How Can You Relieve Engorged Breast After Stopping Breastfeeding?

While breastfeeding is often the best option for feeding your newborn baby, it can be uncomfortable and painful for the mother. When the breasts become too full of milk, they become engorged. This fullness of the breast can be painful and uncomfortable, leaving many moms asking how to relieve engorged breasts when stopping breastfeeding? To learn more about why this engorgement occurs and what you can do about it, continue reading.

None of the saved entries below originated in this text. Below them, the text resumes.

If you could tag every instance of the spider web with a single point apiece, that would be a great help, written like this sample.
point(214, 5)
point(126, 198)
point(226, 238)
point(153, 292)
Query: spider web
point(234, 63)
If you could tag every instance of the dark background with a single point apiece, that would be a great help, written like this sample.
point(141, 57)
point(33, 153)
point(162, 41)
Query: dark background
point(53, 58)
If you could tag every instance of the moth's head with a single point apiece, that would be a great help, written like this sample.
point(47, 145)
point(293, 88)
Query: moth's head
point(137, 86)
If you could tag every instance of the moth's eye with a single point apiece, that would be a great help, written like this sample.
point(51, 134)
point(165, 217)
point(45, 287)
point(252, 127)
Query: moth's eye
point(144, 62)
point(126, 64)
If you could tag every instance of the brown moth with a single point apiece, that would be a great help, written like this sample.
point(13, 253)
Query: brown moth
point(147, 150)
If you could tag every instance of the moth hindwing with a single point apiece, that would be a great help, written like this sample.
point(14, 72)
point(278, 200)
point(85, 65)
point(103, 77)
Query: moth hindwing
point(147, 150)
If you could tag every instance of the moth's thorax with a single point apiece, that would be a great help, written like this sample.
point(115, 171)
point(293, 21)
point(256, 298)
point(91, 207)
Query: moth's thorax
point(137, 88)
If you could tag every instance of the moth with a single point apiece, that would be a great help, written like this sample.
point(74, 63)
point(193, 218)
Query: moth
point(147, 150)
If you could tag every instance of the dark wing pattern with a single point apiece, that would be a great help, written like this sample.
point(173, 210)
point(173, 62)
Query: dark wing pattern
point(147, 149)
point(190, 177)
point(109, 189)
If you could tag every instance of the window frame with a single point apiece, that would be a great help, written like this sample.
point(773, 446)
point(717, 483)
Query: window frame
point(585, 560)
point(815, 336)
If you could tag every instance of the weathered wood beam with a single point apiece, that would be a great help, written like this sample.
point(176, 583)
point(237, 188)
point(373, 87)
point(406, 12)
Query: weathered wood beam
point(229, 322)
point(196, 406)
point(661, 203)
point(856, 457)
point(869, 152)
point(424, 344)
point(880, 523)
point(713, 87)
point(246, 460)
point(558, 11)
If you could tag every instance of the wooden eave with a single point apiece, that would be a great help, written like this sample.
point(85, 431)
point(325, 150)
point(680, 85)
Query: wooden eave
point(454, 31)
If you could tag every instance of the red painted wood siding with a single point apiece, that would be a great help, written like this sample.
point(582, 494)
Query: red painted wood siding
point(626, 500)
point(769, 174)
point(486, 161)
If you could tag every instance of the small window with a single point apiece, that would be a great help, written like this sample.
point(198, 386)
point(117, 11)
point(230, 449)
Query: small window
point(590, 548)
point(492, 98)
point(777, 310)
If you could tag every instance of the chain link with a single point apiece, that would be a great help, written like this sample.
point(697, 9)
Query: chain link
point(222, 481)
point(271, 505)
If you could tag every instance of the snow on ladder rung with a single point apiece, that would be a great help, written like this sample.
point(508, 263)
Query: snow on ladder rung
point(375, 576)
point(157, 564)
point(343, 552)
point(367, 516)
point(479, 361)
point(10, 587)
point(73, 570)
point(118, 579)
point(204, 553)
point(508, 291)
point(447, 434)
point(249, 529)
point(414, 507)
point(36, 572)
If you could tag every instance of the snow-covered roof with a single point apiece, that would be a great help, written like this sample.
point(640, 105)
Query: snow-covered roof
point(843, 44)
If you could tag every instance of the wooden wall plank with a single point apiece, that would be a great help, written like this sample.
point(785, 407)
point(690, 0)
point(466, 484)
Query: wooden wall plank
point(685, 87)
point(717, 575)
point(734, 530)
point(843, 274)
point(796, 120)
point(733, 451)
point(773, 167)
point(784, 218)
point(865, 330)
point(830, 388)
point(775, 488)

Why Does Your Breast Engorgement Happen?

Breast engorgement can occur for a number of reasons. After giving birth, your breast will begin to fill with milk, causing the tissues of the breast to swell. This swelling can be from blood, lymphatic fluid or as milk that has collected in the ducts. This swelling can be quite painful but is normal, especially between the second and fifth days after giving birth.

Engorgement is very common when you first begin breastfeeding. This engorgement can last for about a week or until your body adjusts to how much milk it needs to produce to satisfy your baby's hunger. Once you have gotten into a routine with breastfeeding, you will find that engorgement will also occur when you miss a feeding as well as when you baby's feeding schedule is changed or you change how often you pump. You will notice that you will need to pump or feed your baby in the middle of the night, while out running errands or even when you start back to work. Engorgement can also be the result of clogged ducts.

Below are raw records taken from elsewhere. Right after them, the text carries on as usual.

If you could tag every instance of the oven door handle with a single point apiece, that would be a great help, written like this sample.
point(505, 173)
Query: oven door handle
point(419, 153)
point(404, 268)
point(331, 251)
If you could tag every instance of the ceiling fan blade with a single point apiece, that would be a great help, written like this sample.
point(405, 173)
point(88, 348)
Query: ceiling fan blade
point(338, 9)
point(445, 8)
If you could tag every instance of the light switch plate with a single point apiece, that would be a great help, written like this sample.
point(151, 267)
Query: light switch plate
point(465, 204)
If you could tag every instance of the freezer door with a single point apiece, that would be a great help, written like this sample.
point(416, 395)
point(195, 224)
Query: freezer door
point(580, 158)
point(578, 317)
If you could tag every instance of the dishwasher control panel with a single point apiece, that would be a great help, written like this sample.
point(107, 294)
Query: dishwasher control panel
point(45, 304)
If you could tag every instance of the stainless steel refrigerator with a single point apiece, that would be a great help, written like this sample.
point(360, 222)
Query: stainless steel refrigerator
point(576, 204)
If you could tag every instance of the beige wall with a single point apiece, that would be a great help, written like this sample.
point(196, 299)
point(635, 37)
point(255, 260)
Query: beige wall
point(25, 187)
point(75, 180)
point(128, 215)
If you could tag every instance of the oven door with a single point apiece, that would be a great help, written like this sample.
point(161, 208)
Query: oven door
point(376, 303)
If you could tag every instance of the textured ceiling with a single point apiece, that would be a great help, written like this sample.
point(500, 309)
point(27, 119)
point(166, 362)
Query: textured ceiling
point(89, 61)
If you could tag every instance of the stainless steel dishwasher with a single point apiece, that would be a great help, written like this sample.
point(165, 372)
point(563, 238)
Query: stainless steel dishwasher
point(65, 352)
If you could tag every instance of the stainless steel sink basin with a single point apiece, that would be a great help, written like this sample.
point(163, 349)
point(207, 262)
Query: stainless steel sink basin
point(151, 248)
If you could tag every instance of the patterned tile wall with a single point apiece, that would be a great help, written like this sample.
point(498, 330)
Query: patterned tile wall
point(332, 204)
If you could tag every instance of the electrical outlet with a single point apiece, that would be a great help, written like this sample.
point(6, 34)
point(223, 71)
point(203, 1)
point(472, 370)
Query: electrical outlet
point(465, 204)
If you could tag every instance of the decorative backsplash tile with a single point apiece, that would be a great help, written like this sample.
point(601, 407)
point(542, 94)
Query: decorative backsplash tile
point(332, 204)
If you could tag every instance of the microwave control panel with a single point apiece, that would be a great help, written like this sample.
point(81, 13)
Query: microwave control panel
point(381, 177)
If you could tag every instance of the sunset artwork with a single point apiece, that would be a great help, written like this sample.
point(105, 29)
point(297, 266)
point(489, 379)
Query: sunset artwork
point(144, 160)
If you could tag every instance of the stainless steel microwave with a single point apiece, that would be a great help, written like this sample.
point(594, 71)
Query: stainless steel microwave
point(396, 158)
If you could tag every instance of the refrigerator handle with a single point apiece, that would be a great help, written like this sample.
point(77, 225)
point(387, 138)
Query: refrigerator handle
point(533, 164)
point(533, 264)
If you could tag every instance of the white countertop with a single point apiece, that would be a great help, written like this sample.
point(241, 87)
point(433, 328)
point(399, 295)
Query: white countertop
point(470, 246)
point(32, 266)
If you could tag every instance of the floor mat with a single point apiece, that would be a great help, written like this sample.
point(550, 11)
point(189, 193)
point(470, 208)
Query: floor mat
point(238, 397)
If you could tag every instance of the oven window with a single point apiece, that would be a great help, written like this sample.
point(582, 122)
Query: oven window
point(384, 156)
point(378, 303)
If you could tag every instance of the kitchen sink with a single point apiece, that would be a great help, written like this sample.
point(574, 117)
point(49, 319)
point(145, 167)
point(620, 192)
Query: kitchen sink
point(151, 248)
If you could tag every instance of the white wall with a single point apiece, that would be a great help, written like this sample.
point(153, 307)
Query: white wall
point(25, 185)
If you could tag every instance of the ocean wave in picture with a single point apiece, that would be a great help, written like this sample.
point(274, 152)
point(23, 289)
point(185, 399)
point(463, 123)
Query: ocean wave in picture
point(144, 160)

When you begin to wean your baby off, the breast engorgement is often most likely to occur. Allowing the process of weaning your baby off breastfeeding to take a few weeks is ideal, but not all babies have this in mind. Some babies will simple stop nursing on their own, leaving the mother to be in a lot of pain and discomfort. While it is a common occurrence, how to relieve engorged breasts when stopping breastfeeding is something you want to be aware of. There are ways to relieve engorgement pain as well as some helpful tips to prevent engorgement from happening every mother wants to know. Keep reading to learn that.

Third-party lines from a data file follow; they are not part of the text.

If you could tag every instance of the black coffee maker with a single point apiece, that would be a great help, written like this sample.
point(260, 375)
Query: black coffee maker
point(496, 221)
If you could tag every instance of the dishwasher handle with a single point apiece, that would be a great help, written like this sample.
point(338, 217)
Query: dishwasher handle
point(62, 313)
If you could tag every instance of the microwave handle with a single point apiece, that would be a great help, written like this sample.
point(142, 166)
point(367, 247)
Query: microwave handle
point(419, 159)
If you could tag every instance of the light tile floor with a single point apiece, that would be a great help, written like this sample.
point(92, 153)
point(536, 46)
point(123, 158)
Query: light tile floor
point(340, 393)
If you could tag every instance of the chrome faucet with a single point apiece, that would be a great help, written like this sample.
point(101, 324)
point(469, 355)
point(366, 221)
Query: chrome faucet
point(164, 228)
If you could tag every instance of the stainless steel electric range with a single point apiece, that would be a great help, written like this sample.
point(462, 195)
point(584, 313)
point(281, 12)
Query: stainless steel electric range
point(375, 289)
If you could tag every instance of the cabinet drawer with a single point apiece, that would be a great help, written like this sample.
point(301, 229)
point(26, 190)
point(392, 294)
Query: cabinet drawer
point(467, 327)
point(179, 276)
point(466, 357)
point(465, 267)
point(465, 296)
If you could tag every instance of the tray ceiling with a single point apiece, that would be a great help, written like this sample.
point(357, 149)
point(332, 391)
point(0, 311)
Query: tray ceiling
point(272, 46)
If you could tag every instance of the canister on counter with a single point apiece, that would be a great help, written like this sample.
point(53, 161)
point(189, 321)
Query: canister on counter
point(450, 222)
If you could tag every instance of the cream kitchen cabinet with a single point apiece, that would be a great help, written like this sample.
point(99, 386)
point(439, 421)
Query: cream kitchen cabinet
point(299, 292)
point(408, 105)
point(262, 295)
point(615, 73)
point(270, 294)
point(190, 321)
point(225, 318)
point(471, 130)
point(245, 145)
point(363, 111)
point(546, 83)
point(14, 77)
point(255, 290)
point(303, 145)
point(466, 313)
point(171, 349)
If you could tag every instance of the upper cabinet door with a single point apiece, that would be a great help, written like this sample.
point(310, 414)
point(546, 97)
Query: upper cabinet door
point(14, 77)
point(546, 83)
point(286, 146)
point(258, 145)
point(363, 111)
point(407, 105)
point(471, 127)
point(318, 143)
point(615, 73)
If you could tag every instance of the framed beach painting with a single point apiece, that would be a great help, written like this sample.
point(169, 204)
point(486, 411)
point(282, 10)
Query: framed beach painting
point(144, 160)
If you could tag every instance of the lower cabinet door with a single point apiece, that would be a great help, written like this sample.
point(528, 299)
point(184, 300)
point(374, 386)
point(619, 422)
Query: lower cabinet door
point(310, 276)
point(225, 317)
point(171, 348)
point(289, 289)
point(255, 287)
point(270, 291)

How to Relieve Breasts When Stopping Breastfeeding

  • Nurse or pump frequently throughout the day and night. Nursing or pumping every 2 hours can help reduce breast engorgement. Often times, this will require waking in the middle of the night to pump or nurse.
  • Warm compresses can be applied before or after feeding to reduce engorgement. Applying a warm compress prior to feeding will help the milk flow while applying a warm compress after will help promote the production of oxytocin which hormone is associated with assisting in milk letdown.
  • Cold compression will also help with breast engorgement. Applying a cold or frozen compress to the breasts after feeding will help reduce inflammation and provide relief from breast engorgement. Leave a frozen bag of peas or a cold pack wrapped in a towel on the breast for about 20 minutes after you have nursed.
  • As you are breastfeeding, be sure to massage the breast while feeding. If you feel any lumpy areas in the breast, then massaging these areas can help drain the milk.
  • Wear a bra that is comfortable and well fitted. Avoid bras that contain underwire and instead chose a nursing bra that will provide you with support and comfort.
  • Cold cabbage can also be used to help with breast engorgement. How to relieve engorged breasts when stopping breastfeeding using cabbage? Simply wash, core, and place the head of one raw green cabbage in the refrigerator. When needed, take several leaves and roll them with a rolling pin to crush the veins. Place the leave on the breast but keep the nipples exposed. Wear your bra over top of the leaves to keep them in place and simply through the leaves away after 20 minutes.
  • If nothing seems to help relieve the pain from engorged breast, consider taking an Ibuprofen but discuss this with your doctor beforehand.
  • If you also have flu-like symptoms with breast engorgement or have a fever, then call your doctor right away as this can be a sign of a breast infection.
  • When weaning your baby from breastfeeding, reduce the pumping or feeding by one feeding at a time. This will gradually slow down your milk production and get your baby used to not nursing as often. Wait a few days before taking out another feeding and begin to lengthen the time in between feedings to help with the weaning process. Leave the first and before bedtime nursing sessions as the last feedings to wean your baby from.
  • Allow your baby to nurse completely on one breast before you switch. If your baby is finished feeding after one breast, then start them on that breast for their next feeding session.
  • When weaning from breastfeeding, consider pumping just enough to relieve any discomfort. Avoid emptying your breast completely as this will only cause your body to produce more milk and you, instead, want to decrease the amount of milk your body produces.
  • How to relieve engorged breasts when stopping breastfeeding can be more difficult since you will be introducing a bottle. Giving your baby a bottle or pacifier over your breast can cause nipple confusion and can result in your baby having a harder time to nurse. If you are not weaning your baby from breastfeeding, then you do not want to introduce a bottle or pacifier to avoid this confusion and avoid breast engorgement. If weaning, then it is a good idea to introduce the bottle in place of the nursing session they would typically have.
  • In some cases, weaning slowing off the breast is not possible and engorgement may be unavoidable. In these cases, you want to find relief from the pain and swelling by using one of the methods listed in the previous section.